Rapidly growing cities and ongoing effects of climate change are making more people vulnerable to rising sea levels. Two-thirds of the global population is expected to live in cities by 2050 and already an estimated 800 million people live in more than 570 coastal cities vulnerable to a sea-level rise of 0.5 metres by 2050. In a vicious circle, urbanization not only concentrates people and property in areas of potential damage and disruption, it also exacerbates those risks—for example by destroying natural sources of resilience such as coastal mangroves and increasing the strain on groundwater reserves. Intensifying impacts will render an increasing amount of land uninhabitable. There are three main strategies for adapting to rising sea-levels: (1) engineering projects to keep water out, (2) nature-based defences, and (3) people-based strategies, such as moving households and businesses to safer ground or investing in social capital to make flood-risk communities more resilient.
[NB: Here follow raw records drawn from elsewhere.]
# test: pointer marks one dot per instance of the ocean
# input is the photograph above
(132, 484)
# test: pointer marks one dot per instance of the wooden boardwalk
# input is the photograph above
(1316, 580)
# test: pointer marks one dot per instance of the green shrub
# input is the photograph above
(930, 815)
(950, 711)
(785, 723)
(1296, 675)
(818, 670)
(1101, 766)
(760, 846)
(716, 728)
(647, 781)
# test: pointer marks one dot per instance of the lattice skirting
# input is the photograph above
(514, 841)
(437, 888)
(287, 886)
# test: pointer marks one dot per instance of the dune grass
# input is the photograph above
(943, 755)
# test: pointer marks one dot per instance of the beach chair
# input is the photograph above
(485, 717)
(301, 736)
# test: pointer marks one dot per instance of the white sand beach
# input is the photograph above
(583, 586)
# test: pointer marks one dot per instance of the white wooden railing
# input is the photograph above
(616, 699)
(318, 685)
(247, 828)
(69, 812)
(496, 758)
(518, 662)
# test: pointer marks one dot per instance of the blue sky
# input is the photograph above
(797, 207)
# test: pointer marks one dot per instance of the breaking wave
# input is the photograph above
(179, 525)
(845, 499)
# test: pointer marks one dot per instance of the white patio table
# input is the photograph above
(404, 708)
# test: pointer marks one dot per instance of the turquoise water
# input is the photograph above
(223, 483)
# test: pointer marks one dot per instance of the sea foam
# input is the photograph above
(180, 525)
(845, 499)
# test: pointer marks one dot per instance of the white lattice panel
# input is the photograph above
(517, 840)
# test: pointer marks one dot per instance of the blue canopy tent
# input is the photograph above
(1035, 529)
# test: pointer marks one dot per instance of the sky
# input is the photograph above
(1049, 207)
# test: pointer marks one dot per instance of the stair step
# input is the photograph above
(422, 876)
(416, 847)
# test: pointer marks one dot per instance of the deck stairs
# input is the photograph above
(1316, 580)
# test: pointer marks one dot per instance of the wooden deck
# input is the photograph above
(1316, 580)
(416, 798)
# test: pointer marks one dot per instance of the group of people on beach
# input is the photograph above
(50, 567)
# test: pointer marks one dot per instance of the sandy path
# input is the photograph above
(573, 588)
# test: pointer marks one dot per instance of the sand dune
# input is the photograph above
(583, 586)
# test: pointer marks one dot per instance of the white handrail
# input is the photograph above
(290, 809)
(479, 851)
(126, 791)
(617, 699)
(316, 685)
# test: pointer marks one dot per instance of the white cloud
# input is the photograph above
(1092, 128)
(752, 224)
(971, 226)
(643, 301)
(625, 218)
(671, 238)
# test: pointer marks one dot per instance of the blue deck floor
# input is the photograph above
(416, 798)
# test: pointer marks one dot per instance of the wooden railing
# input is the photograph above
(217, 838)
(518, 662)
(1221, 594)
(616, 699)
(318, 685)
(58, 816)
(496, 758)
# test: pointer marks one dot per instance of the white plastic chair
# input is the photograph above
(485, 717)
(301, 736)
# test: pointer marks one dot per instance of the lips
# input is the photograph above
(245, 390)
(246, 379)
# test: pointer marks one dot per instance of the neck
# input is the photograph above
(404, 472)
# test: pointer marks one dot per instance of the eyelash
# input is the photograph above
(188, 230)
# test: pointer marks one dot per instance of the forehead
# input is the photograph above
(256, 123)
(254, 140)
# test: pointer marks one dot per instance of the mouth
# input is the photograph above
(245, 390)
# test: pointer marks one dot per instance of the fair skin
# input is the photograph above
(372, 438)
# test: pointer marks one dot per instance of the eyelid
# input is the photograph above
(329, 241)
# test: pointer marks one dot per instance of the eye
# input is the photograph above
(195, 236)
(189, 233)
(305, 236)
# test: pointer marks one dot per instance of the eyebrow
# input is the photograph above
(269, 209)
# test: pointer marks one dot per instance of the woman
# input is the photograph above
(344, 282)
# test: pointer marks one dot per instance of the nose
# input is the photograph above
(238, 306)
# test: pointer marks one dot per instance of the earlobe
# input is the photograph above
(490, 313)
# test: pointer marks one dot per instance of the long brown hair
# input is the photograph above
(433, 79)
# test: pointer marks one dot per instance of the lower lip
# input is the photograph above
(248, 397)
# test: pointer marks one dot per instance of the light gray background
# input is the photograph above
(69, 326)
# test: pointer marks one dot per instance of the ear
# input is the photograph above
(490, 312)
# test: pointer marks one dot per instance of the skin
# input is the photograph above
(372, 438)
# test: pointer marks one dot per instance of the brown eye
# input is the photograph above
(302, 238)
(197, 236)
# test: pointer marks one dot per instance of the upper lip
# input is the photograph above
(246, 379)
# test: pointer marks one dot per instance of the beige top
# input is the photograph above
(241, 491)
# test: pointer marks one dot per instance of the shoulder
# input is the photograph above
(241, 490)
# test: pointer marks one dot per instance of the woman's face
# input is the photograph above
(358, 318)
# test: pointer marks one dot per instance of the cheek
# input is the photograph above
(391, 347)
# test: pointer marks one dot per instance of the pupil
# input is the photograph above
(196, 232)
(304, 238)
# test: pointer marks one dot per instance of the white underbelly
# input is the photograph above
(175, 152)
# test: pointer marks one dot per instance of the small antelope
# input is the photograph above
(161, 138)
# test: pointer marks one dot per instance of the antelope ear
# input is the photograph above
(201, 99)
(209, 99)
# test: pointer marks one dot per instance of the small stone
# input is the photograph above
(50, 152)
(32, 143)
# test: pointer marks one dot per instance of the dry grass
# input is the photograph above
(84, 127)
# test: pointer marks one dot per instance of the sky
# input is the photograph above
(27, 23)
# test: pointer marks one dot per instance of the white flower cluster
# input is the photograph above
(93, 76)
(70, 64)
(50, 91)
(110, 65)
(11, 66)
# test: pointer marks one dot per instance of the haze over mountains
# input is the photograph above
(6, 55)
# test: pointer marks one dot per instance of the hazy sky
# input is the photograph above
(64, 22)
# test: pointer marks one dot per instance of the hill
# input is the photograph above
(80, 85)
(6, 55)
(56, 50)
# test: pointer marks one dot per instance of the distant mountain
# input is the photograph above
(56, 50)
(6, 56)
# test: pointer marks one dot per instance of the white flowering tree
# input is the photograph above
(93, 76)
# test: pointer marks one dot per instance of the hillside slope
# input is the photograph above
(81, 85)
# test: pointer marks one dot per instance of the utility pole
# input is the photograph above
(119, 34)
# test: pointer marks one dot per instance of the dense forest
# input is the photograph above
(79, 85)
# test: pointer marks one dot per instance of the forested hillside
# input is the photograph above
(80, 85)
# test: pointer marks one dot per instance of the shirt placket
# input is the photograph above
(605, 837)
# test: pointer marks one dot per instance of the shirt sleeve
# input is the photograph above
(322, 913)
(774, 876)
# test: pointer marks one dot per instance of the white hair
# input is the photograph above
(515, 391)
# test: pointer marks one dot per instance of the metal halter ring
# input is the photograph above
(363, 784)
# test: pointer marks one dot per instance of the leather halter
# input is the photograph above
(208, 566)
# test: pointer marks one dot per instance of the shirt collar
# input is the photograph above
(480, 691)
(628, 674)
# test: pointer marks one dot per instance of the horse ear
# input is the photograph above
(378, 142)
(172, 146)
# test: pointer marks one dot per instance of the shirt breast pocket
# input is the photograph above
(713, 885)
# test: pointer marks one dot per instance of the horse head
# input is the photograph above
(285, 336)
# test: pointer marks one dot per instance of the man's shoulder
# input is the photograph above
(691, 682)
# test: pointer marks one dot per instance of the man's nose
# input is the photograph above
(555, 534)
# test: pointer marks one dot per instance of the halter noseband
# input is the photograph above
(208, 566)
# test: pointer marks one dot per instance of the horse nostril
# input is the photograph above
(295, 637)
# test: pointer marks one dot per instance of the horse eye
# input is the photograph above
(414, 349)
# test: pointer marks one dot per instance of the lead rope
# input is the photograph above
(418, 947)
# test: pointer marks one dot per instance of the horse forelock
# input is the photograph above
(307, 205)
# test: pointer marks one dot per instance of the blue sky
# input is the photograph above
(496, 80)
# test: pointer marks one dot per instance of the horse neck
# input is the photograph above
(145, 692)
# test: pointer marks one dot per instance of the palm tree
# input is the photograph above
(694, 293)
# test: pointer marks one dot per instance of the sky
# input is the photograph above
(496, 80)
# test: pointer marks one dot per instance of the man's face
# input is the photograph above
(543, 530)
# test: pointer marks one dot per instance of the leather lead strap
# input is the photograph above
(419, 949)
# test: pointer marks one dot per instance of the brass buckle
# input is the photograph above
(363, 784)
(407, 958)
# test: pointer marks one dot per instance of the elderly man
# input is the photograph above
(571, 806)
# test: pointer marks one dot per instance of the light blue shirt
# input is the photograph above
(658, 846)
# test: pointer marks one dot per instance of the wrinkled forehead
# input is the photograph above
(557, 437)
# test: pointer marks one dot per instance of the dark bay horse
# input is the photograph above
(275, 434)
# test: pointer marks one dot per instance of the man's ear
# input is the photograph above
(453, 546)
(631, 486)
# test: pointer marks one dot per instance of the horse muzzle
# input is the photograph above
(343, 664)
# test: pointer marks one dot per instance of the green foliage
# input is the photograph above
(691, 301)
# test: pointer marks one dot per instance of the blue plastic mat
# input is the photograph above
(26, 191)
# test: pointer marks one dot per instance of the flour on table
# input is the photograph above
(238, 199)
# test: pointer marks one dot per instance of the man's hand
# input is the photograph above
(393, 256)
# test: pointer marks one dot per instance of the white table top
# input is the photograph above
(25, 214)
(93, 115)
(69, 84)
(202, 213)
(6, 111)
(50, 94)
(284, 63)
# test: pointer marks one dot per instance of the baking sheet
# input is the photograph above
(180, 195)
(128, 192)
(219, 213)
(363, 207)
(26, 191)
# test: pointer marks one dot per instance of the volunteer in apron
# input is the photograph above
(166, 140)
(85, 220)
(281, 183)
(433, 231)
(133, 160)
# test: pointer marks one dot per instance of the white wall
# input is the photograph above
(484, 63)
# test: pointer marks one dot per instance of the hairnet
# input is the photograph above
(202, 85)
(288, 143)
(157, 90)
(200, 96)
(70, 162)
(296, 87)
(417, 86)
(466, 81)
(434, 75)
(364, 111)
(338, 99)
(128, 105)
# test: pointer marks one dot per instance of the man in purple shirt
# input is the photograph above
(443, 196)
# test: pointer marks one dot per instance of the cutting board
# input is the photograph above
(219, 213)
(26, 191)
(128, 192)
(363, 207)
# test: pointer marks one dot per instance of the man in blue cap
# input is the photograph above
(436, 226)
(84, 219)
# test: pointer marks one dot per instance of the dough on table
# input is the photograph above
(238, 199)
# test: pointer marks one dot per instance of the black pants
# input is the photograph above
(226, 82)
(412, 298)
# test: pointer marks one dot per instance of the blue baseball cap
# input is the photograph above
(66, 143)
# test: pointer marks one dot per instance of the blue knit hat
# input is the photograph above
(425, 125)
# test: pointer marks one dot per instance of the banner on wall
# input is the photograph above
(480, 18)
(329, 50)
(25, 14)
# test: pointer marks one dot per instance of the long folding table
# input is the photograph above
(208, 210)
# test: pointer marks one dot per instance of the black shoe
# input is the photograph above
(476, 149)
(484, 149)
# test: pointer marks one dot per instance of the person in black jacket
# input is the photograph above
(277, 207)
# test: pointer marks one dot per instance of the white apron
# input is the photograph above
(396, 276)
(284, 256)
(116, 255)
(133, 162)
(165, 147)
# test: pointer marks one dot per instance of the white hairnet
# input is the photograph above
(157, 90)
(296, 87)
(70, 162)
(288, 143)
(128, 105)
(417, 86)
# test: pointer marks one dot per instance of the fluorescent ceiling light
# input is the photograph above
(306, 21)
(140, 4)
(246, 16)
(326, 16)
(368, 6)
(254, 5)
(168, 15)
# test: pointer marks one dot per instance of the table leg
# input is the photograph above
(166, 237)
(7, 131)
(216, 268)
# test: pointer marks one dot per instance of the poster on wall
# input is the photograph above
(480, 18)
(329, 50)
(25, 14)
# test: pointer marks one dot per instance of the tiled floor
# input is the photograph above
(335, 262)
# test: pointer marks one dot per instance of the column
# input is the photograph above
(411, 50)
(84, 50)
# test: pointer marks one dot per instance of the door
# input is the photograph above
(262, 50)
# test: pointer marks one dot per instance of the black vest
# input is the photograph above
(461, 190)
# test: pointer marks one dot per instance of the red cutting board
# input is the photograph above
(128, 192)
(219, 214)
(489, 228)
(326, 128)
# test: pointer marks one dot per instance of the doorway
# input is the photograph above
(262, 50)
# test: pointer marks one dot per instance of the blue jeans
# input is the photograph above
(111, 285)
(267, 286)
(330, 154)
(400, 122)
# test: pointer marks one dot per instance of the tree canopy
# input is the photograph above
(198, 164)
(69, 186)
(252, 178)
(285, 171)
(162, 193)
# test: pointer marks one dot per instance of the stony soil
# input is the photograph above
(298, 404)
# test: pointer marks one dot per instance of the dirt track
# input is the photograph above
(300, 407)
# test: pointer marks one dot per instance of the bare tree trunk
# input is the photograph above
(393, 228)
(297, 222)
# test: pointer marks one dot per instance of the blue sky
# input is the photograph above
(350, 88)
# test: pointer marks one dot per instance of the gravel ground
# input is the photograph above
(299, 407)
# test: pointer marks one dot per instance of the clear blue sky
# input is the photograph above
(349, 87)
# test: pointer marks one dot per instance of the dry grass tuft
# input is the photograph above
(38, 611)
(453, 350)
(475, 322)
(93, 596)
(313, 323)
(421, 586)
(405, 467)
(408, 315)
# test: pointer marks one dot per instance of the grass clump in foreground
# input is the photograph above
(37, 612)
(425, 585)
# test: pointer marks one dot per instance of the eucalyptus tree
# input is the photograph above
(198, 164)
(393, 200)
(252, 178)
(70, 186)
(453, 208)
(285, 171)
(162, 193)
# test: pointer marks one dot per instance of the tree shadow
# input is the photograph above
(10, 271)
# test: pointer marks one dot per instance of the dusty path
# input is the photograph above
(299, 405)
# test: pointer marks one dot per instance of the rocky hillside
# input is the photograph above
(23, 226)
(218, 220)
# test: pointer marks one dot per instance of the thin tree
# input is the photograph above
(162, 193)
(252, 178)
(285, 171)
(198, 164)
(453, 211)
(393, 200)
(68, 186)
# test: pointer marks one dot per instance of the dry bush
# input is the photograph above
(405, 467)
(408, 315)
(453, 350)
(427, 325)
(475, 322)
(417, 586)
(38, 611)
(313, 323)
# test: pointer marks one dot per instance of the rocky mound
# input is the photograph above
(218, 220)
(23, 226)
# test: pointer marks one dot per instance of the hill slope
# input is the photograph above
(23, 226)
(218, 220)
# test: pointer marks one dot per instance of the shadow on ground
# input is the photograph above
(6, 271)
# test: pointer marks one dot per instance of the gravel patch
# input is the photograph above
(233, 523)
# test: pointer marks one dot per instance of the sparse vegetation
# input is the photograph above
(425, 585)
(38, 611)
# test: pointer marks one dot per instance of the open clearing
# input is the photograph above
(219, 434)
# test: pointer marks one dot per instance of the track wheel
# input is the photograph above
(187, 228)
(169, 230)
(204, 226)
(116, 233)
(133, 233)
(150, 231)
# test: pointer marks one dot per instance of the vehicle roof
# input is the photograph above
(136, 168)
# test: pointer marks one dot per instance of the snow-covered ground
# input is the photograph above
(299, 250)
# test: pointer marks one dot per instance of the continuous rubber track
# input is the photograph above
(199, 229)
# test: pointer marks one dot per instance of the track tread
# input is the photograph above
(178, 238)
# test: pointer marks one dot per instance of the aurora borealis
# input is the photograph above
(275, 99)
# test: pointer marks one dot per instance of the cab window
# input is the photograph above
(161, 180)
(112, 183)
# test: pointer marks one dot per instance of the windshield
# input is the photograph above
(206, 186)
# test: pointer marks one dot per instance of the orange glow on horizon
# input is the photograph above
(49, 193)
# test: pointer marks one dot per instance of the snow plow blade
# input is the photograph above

In this year’s Future Shocks section, we focus again on the potential for threshold effects that could trigger dramatic deteriorations and cause cascading risks to crystallize with dizzying speed. Each of the 10 shocks we present is a “what-if” scenario—not a prediction, but a reminder of the need to think creatively about risk and to expect the unexpected. Among the topics covered this year are quantum cryptography, monetary populism, affective computing and the death of human rights. In the Risk Reassessment section, experts share their insights about how to manage risks. John Graham writes about weighing the trade-offs between different risks, and András Tilcsik and Chris Clearfield write about how managers can minimize the risk of systemic failures in their organizations. And in the Hindsight section, we revisit three of the topics covered in previous reports: food security, civil society and infrastructure investment.